Gesualdi, Don Milani e il “biotestamento”

Milani

Èmorto l’altro ieri pomeriggio nella sua abitazione di Calenzano, in provincia di Firenze, al termine del degenerare di una malattia grave come la Sclerosi laterale amiotrofica (Sla) e di una vicenda amara di strumentalizzazione politica uno dei primi allievi del noto Priore di Barbiana Don Lorenzo Milani (1923-1967). I funerali di Michele Gesualdi (1943-2018), già presidente della provincia di Firenze a guida centrosinistra (1995-2004), si sono tenuti oggi a mezzogiorno a Barbiana, proprio davanti alla canonica tenuta dal sacerdote fiorentino durante gli anni Cinquanta e Sessanta.
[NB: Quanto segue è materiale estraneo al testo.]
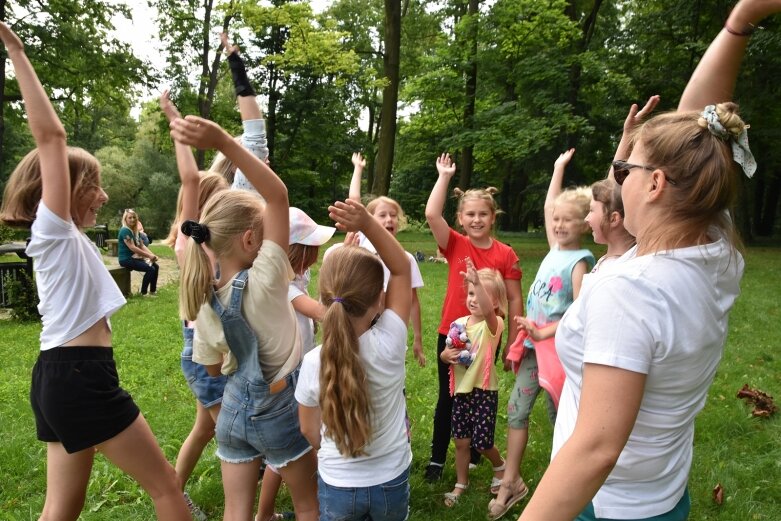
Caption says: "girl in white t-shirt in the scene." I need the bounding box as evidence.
[521,0,781,521]
[171,112,317,520]
[0,22,190,521]
[296,200,412,521]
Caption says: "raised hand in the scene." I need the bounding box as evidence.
[553,148,575,168]
[352,152,366,170]
[624,94,661,135]
[169,115,233,149]
[328,199,373,232]
[220,33,239,56]
[437,153,456,179]
[160,89,182,123]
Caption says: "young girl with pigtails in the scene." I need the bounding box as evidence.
[171,111,317,520]
[296,200,412,521]
[0,22,190,521]
[439,259,507,507]
[425,154,523,484]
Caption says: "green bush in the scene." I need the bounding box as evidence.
[4,271,41,322]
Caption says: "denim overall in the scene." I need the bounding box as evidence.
[211,270,311,467]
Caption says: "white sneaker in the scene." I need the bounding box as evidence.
[184,492,206,521]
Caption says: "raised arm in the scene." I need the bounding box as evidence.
[171,116,290,251]
[607,94,660,179]
[328,199,412,323]
[347,152,366,202]
[678,0,781,111]
[426,154,456,250]
[545,148,575,248]
[461,258,499,335]
[220,33,263,121]
[0,22,71,221]
[160,90,200,228]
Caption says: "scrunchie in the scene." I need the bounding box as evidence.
[182,219,210,244]
[700,105,757,178]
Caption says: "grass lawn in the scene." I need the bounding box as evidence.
[0,233,781,521]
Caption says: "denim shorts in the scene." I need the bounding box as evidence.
[317,467,409,521]
[182,326,228,409]
[30,346,140,454]
[215,370,312,468]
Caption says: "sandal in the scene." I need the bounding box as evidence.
[488,480,529,521]
[445,483,469,508]
[491,461,506,495]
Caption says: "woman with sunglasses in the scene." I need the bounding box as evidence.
[520,0,781,521]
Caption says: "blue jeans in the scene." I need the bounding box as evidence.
[317,467,409,521]
[119,258,159,295]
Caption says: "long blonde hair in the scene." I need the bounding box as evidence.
[319,246,383,457]
[163,170,229,248]
[0,147,100,228]
[179,190,264,320]
[633,102,746,249]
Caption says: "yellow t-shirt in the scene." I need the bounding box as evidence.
[453,316,504,394]
[193,241,302,383]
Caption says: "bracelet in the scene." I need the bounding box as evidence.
[724,22,757,36]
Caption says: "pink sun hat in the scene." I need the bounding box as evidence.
[289,206,336,246]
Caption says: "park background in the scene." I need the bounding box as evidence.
[0,0,781,521]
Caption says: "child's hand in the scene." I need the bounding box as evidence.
[343,232,361,246]
[328,199,372,232]
[553,148,575,168]
[461,257,480,285]
[412,342,426,367]
[0,22,24,54]
[220,33,239,56]
[169,115,232,149]
[439,347,461,365]
[160,89,182,123]
[352,152,366,170]
[437,154,456,178]
[624,94,660,136]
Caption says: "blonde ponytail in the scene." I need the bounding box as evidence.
[319,246,383,457]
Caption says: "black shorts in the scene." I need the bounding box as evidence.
[30,346,140,454]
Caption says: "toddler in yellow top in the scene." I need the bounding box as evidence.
[440,259,507,507]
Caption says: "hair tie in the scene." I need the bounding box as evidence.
[700,105,757,178]
[181,219,210,244]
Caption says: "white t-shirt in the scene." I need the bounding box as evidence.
[26,201,125,351]
[296,310,412,487]
[193,240,301,383]
[287,269,315,354]
[552,239,744,519]
[323,232,423,290]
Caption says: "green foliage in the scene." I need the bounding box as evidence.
[3,271,41,322]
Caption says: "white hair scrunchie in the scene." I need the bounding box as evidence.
[700,105,757,178]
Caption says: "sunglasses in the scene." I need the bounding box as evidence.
[612,160,678,186]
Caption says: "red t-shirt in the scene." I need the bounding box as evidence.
[439,228,522,335]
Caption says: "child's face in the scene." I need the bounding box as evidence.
[458,199,496,240]
[466,282,499,320]
[553,203,586,250]
[586,199,609,244]
[372,202,399,237]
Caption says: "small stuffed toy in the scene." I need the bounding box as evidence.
[445,322,475,367]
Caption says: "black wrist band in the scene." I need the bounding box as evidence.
[228,52,256,96]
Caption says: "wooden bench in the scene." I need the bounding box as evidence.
[106,239,119,257]
[107,266,130,297]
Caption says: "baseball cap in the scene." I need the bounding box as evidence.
[289,206,336,246]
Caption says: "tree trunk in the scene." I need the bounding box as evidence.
[195,0,233,170]
[458,0,480,190]
[371,0,401,195]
Dal pomeriggio la salma di Gesualdi è esposta nella camera ardente aperta a Firenze nella sede dell’Opera della Madonnina del Grappa

In molte delle rievocazioni di quello che è inevitabilmente ricordato come uno dei primi 6 allievi della “Scuola Popolare” fondata da Don Milani sui colli del Mugello leggiamo che Gesualdi è divenuto “simbolo della battaglia per la legge sul testamento biologico”. Essendo affetto da Sla da tre anni, infatti, l’ex presidente della Fondazione Don Milani è assurto alle cronache nazionali dell’ultimo anno per la sua lettera-appello al Presidente della Camera dei Deputati, al Presidente del Senato e ai Capi gruppi parlamentari per accelerare l’approvazione di una normativa sul c.d. “biotestamento”.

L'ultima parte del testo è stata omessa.